La structure de ce texte, qui peut sembler seulement erratique, rejoue ainsi le système de notation cartographique des déplacements en mer des maoris. Ce qui est retracé ce ne sont pas des territoires propriétaires, mais des trajets guidés par les vents et des haltes, des points d’intensité.
Ainsi nous irons : à Tonga, dans les îles aléoutiennes, aux Galapagos, à Sandy Island, Rapa Nui, Zamami, Sydney, Vancouver, Panama, Hawai, etc…
Avec la tentation, cent fois, d’aller voir ailleurs que dans le strict Océan Pacifique, car les frontières en océan sont poreuses L’ailleurs n’est pas circonscrit.
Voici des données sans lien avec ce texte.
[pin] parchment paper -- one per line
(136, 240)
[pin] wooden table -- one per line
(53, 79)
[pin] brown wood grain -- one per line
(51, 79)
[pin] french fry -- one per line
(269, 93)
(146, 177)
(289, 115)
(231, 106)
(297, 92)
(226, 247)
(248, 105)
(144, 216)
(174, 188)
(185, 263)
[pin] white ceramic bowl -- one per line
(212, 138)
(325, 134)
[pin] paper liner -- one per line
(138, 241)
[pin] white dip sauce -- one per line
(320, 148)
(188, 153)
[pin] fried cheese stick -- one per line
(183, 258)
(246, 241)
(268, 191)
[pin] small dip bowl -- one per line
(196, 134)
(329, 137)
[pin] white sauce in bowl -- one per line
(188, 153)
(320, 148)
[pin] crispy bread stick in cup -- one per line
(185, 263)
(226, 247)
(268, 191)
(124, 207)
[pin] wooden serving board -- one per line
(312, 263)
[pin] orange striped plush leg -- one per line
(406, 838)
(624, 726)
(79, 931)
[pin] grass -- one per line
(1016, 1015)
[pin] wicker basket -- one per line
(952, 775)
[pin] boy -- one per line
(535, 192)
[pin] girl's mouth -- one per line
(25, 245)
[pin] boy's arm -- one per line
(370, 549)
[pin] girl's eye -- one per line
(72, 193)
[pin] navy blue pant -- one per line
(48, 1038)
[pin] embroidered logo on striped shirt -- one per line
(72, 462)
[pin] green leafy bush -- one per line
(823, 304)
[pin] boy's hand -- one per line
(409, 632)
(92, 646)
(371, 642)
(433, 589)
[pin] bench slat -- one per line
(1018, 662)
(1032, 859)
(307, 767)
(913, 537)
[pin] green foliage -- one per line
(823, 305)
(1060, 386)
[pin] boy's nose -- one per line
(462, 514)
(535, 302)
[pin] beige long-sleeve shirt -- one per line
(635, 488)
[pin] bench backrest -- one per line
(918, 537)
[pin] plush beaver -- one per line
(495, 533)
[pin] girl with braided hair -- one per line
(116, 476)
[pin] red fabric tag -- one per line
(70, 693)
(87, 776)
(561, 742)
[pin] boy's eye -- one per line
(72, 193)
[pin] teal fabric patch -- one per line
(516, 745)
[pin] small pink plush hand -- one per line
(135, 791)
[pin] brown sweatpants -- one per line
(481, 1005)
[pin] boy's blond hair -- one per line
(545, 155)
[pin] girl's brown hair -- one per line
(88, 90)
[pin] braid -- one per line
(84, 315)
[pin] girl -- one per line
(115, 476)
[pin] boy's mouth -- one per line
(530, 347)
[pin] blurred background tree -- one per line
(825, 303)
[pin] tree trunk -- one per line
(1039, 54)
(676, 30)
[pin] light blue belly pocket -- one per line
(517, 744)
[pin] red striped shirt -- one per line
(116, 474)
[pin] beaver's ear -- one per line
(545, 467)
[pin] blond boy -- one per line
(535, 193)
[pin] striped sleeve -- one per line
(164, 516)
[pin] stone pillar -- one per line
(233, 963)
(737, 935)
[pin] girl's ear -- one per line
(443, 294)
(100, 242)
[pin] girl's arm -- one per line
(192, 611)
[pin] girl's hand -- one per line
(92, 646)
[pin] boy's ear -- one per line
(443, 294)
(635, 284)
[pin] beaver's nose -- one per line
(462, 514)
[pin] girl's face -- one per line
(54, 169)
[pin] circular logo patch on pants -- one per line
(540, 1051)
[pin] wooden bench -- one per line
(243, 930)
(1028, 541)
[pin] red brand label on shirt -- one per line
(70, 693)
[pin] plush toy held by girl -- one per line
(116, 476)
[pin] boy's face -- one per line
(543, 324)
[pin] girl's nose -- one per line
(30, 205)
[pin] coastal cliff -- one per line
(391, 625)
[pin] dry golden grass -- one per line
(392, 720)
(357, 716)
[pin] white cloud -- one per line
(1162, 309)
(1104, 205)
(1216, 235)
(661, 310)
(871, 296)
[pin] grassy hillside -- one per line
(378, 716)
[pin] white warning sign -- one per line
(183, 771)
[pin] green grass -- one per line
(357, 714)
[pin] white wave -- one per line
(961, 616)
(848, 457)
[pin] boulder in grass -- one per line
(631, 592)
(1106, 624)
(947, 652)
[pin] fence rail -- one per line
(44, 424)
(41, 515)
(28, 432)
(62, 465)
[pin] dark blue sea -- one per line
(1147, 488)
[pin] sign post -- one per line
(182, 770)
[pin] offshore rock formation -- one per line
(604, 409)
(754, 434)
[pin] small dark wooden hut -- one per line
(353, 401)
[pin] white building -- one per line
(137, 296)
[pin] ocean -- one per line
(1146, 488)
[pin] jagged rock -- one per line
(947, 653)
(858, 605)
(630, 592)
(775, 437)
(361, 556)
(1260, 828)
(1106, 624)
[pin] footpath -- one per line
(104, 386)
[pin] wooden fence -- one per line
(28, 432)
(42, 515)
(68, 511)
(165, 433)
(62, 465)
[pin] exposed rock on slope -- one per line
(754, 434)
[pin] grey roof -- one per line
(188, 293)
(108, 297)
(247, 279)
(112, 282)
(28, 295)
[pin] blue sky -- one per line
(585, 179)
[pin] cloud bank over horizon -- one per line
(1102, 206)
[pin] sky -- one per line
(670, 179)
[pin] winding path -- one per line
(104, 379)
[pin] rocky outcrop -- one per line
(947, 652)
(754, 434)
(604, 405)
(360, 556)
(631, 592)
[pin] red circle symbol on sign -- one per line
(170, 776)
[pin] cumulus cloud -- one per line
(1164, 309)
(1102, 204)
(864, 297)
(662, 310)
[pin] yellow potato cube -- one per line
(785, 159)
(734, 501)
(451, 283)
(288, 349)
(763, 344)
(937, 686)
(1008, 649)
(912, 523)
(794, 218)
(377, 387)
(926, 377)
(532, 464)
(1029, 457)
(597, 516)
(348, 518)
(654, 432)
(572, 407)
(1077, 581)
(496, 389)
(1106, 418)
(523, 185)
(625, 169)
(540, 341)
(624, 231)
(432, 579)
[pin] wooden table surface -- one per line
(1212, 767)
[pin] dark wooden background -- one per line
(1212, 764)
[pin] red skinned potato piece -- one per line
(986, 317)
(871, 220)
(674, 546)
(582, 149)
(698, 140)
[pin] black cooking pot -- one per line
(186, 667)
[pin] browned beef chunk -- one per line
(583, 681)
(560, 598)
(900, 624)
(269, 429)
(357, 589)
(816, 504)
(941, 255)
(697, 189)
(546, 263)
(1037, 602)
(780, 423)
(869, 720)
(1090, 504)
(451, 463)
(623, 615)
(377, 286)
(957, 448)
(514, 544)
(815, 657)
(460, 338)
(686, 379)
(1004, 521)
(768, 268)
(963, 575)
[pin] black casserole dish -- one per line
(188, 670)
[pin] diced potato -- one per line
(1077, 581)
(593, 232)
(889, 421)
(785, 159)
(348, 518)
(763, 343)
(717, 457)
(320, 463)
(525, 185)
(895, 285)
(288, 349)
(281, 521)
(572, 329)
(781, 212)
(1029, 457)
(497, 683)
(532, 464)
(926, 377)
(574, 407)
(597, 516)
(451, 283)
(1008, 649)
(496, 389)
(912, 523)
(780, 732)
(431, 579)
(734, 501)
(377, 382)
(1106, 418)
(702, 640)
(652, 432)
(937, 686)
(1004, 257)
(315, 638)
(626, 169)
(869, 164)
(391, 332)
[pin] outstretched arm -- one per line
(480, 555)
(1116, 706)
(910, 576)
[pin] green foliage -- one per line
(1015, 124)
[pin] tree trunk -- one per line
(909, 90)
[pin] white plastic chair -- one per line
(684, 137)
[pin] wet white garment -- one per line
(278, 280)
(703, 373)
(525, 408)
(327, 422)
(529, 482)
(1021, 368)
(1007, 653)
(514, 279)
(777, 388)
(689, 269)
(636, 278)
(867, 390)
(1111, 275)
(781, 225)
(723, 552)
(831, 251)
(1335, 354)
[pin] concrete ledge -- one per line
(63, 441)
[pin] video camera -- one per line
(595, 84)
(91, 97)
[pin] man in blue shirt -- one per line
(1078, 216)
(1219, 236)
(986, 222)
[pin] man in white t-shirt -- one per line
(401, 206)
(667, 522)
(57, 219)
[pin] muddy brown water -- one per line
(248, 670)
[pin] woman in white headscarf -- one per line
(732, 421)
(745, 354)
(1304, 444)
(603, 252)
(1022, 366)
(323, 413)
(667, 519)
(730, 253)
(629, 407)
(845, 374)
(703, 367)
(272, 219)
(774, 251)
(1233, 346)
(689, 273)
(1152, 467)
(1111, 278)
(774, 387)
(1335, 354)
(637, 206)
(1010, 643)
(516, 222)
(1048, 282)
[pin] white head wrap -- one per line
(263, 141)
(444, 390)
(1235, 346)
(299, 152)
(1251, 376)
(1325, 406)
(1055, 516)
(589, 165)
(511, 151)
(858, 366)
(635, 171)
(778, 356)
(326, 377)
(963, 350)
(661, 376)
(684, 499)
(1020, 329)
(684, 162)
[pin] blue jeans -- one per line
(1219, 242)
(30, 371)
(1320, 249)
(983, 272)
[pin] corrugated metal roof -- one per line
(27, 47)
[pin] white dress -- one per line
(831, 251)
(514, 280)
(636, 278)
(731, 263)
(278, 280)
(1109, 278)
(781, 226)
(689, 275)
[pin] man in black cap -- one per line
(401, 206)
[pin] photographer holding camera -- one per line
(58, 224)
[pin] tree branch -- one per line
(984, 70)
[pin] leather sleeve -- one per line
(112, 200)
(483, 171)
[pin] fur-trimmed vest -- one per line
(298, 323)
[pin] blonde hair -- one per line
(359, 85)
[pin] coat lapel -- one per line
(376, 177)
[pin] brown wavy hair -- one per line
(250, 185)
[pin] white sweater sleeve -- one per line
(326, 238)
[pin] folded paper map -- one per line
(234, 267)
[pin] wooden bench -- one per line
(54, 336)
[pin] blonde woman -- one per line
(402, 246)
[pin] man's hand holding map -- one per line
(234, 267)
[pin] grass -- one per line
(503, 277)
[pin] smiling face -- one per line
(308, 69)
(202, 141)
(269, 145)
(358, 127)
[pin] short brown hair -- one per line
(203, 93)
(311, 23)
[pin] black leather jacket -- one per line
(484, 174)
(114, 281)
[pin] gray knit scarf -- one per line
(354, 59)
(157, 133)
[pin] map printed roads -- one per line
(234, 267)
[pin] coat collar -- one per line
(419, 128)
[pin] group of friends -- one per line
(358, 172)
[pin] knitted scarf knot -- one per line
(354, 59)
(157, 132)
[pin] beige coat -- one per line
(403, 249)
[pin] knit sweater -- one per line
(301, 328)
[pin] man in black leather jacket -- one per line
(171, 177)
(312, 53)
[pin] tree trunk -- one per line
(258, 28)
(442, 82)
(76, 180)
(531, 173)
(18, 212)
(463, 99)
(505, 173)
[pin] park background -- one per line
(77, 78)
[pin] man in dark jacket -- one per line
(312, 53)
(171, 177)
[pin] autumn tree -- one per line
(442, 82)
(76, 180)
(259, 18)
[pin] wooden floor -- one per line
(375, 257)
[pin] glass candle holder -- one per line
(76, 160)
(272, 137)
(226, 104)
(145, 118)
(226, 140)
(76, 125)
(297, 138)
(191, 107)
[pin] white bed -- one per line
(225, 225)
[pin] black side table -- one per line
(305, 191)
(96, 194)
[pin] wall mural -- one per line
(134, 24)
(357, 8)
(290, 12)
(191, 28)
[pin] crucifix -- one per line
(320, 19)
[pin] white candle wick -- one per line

Et seul l’art peut rendre sensible cela, que l’eau de là-bas peut pleuvoir chez nous, que les catastrophes de là-bas nous concernent.
Je fais ce constat, comme vous sans doute, que le monde a rétréci. Il est comme feutré, d’avoir tourné trop vite et trop chaud. Il nous serre, nous gratte aux entournures. Comment l’élargir ? Comment l’assouplir? En l’arpentant. Au lendemain de gueule de bois ou de fièvre, nous pratiquons quelques étirements. Nous sentons ce besoin, de nous déplier pour respirer. Et c’est dans le dos que ça se passe, toujours. Il faut regagner de l’espace entre chacune de nos vertèbres. Le Pacifique, par définition, on l’a toujours dans le dos. C’est comme une idée derrière la tête, une arrière-pensée à laquelle on ne pense pas. Alors, pensons-y. Déplions nos antipodes. Partons en Pacifique.
Simplement, le Pacifique, on ne peut pas y aller. On va à Papeete, aux îles Gambier ou Pitcairn. On ne va pas « au » Pacifique. C’est un espace que le corps ne peut pas vivre. Ce n’est pas un lieu. On ne peut qu’hanter le Pacifique. Dès qu’on cherche à l’appréhender il explose, comme une bombe à fragmentation, en milliards de sous-paysages qui eux-mêmes se disloquent en milliards d’univers plus petits, infinis. L’Océan se fractionne en zones d’influences puis en archipels, en myriades d’îles. Et dans chaque île il y a tant de rivages, tu en vois un tu en as vu cent peut-être, mais il y en a mille autres encore qui n’ont rien à voir, et qui se dispersent en autant d’anfractuosités de rochers impossibles à toutes visiter.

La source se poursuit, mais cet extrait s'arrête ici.